Anyhow, my Lasik surgery was scheduled for Friday. Thursday was a rough day for me. I had so many emotions going through my head about the whole thing. It was scary on one level, since most of my life I've required something to help me see, and it's a nervous feeling to have the familiar go away. I had feelings of not being worthy of having a surgery like this. It was just a feeling I couldn't shake all day. It felt as if I didn't deserve to have something like this in my life. And then of course, there's the tremendous cost associated with it. Even though I'd planned it out via FSA, it's still a very large amount of money that was going solely toward me. These feelings really didn't shake until I had to take the pre-op vallum. I wasn't happy about having to take one. I've never even taken the gas with dental work. Too much of a control freak. But, although it didn't seem the vallum did very much more than make my tummy upset, it did take the edge off just enough. The actual surgery was more painful than I had anticipated. Well, actually I guess I hadn't thought of any pain at all. They use these suction things on your eyeballs at the beginning, and boy oh boy, that was not fun! The whole procedure only takes about 15 mins., though. I was really disappointed that Brian didn't want to go back there with me. He said it would gross him out. In that moment, I was very sad. It would've been nice to have his support. He was crappy with the support end of things with my knee surgery, too. I guess he's just so used to me being the one in charge or the strong one with everything, he doesn't know how to be that for me. In that moment, I thought of what a friend had told me about a "2nd husband (not really another one, but an emotional one," and I thought she might be on to something here. I could've used one in that moment.
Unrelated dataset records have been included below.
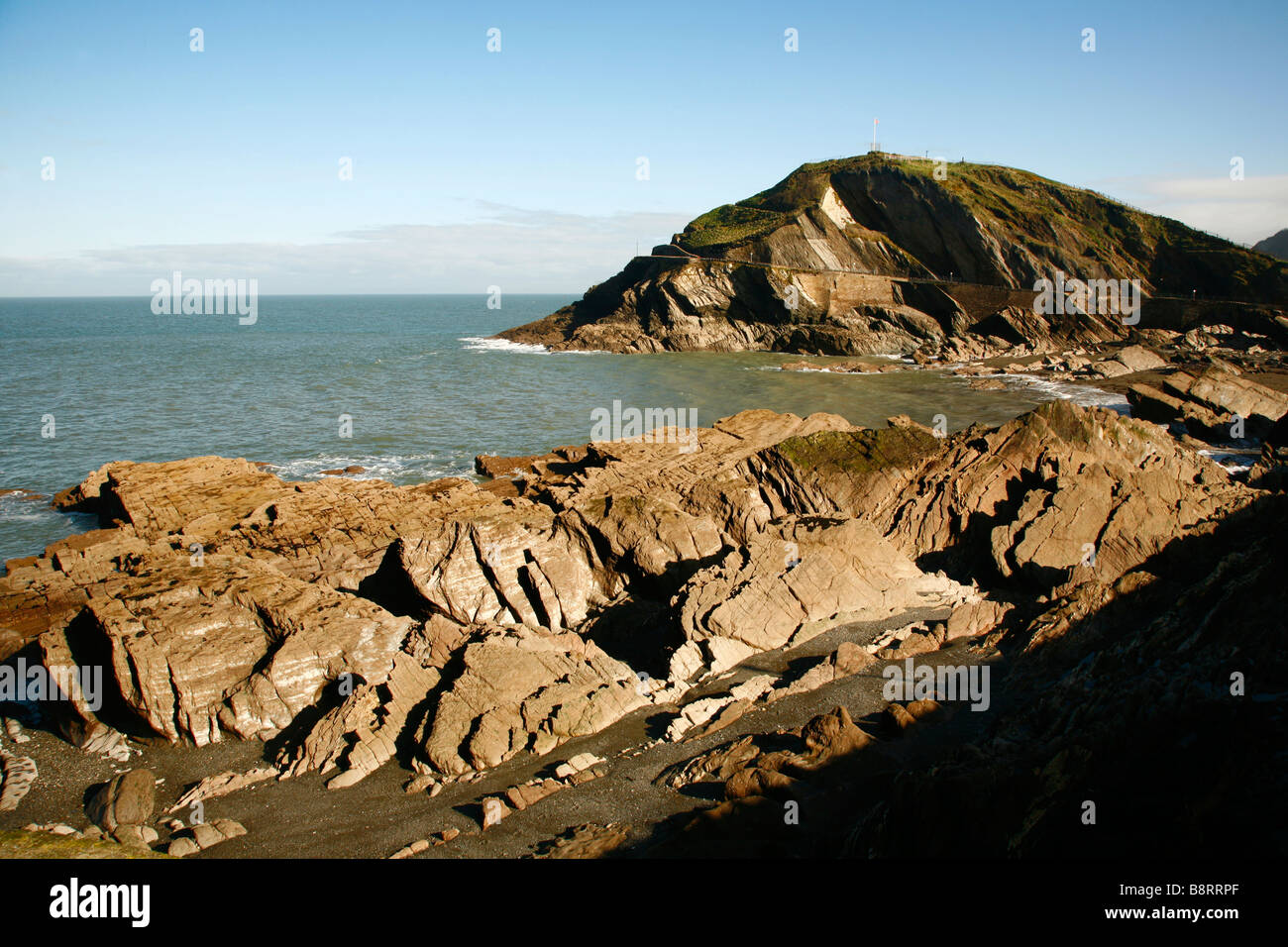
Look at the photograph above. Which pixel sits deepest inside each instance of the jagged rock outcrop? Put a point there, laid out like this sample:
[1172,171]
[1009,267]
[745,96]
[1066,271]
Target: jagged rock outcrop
[800,574]
[885,253]
[454,628]
[1210,402]
[524,688]
[231,644]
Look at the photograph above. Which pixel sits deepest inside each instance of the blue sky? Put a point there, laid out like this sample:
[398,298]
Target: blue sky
[519,167]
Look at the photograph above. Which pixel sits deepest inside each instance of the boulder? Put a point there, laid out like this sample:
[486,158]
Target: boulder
[129,799]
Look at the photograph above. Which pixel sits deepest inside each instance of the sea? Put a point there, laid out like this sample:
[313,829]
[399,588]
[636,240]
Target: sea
[410,388]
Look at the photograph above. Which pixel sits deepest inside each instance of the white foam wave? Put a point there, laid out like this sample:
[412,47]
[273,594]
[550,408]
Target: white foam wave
[398,468]
[1085,395]
[476,343]
[1234,462]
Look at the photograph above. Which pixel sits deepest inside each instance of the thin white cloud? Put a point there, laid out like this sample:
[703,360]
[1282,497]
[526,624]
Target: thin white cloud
[1240,210]
[522,250]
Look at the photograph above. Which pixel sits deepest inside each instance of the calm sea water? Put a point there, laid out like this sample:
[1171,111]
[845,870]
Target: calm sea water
[424,388]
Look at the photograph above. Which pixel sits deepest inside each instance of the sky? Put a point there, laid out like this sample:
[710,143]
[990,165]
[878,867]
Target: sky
[127,155]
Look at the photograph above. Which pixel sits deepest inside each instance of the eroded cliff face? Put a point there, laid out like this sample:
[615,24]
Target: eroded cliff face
[879,256]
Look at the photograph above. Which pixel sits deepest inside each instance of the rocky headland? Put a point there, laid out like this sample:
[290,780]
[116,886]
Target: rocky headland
[683,644]
[635,622]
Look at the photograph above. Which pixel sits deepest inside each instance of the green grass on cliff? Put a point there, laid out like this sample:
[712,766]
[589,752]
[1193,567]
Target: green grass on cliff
[14,844]
[1048,218]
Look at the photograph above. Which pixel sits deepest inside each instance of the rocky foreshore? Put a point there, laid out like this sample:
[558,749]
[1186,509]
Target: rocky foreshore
[629,613]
Anyway, the surgery was in the morning, so I was really glad to have it out of the way. It ended up being a very long day, though. There was a lot of discomfort, and it was near impossible to keep my eyes open. I kept wondering if it was a smart idea to have an "elective" surgery.
Early the next morning, I had a follow up with the eye surgeon. One of my eyes is exceptionally red, but he said it's due to dryness. I now use the artificial tears every hour. It's getting a little bit better, but it still burns a bit. My vision was pretty good yesterday, it just comes in and out a bit, which is normal. I can see far away really well, but I have to come right up on a sign to be able to read it when in a car. For now, the movement effects how I see. Physically and emotionally I was doing a ton better yesterday, though. One of my suppliers had given up tickets to an air show, along with their VIP tent. The boys were all going to go, and I decided to go, too, since I could be under cover. Also, our stupid landlord was showing the house again. So nice that he's trying to sell it while we're under lease. What a fuck. Anyway, I needed to be out of the house for that, anyway. So, we were gone all day. I really over did it. Not the smartest thing I've ever done, but it was a good day, except for how wiped I got.
So, here we are to Sunday. I'm back to being totally pooped. I'm sure it's because I over did it yesterday. I have to sleep with a mask over my eyes, and I think it's why I had such terrible nightmares last night. I was watching everything unfold in the nightmare through plastic bars. It was crazy. It didn't allow for much peaceful sleep. After only being up for an hour, I was taking a nap. My eyes are super heavy today. In fact, I think I'll be taking another soon. You're supposed to really take it easy for the first 72 hours anyway. Hopefully I'll have a lot more energy for tomorrow, when I go back to work.
Through all of this, my diet certainly hasn't been as good. I've been really sick to my stomach, and making it feel better with different carbs. I have had smoothies all 3 mornings, though, so I'm not doing absolutely terrible. I had one small Sprite the morning of the surgery, and last night I was dragging so bad, before we headed for home, that I had a small Diet Coke (which tasted like shit). So, in essence I really am still off the soda. Becasue of my diet the past few days, I don't feel like there's going to be much of a loss if any tomorrow, but I'll be okay with that. In the past, I would've used this as an excuse to eat a lot of terrible food. I think I'll be able to start exercising at the end of the week, too. For now, you're not supposed to get sweat into the eyes. Plus, I think the motion would really do a number on my tummy.
Anyway, that's all to report for now. I hope you guys have all enjoyed your weekend. Oh, and I do have fantastic news: my friend Gerry was able to take a couple of steps on Thurs. I will continue to be inspired by him and his work ethic.
P.S. I've added a couple of recipes, inc. the green juice that I've been drinking a lot of lately. You'll love yourself for drinking this thing.